Getting back to the drums after a long break...


Silver Member
I have not played drums for about two months and I am thinking of getting into some sort of practice routine to maintain and improve technique so that, when I get back to playing with my stage band in March next year, I am prepared for whatever repertoire we will be handed. We play mostly jazz and funk tunes. Sometimes my drumming calls for using brushes. I am on holidays so I can dedicate plenty of time towards a drumming routine.

So far this year, my only drums practice has been from weekly band rehearsals, where we learned our numbers from charts with the help of a conductor, and I have not dedicated any time to working specifically on "chops". Unfortunately this meant that playing highly energetic and fast tunes with the band could be tiring and out of control. So for me, working on chops is a priority.
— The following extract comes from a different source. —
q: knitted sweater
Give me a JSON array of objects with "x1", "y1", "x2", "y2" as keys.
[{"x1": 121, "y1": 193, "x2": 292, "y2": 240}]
What strategies and exercises do you used to get back to good technique when you have been away from the drums for a while? What strategies and exercises do you use to maintain and improve technique on your own when you are away from regular (what I would call) musical practice for a long time? I am also concerned that if I do not do enough practice my sight reading ability (which was good the last time I used it and which I relied on a lot for band practice) will also decline, so is there any advice on that? Technique is one of those things that if you do not use it you lose it.


Senior Member
Good for you to have motivation for more practice. I would just say there is no special sauce other then your own hard work and dedication over time. There is also no race, no winners and no losers. It's all in the music and your enjoyment of ultimately moving others with your musical expression. Your technique and chops will be an means to get you to that expression for others. In watching your videos (nice job btw), I would dust off some basic books like stick control and also work on rudiments, single, doubles, paradiddles, etc. with a metronome. Relax and work through each exercise slowly and repetitively. Structure your practice routine to meet your objectives whether that is hand / foot coordination, time keeping, or whatever your goals are. Your chops will improve as a function of the integral of time and energy you put into it. Keep in mind the three Ps - Practice, Patience and Persistence. Then when you get together with your friends, forget about technique, don't think, just play for the music. Get outside of yourself and inside the music. Hope that helps...No magic bullets except for hard work. And remembering to have fun!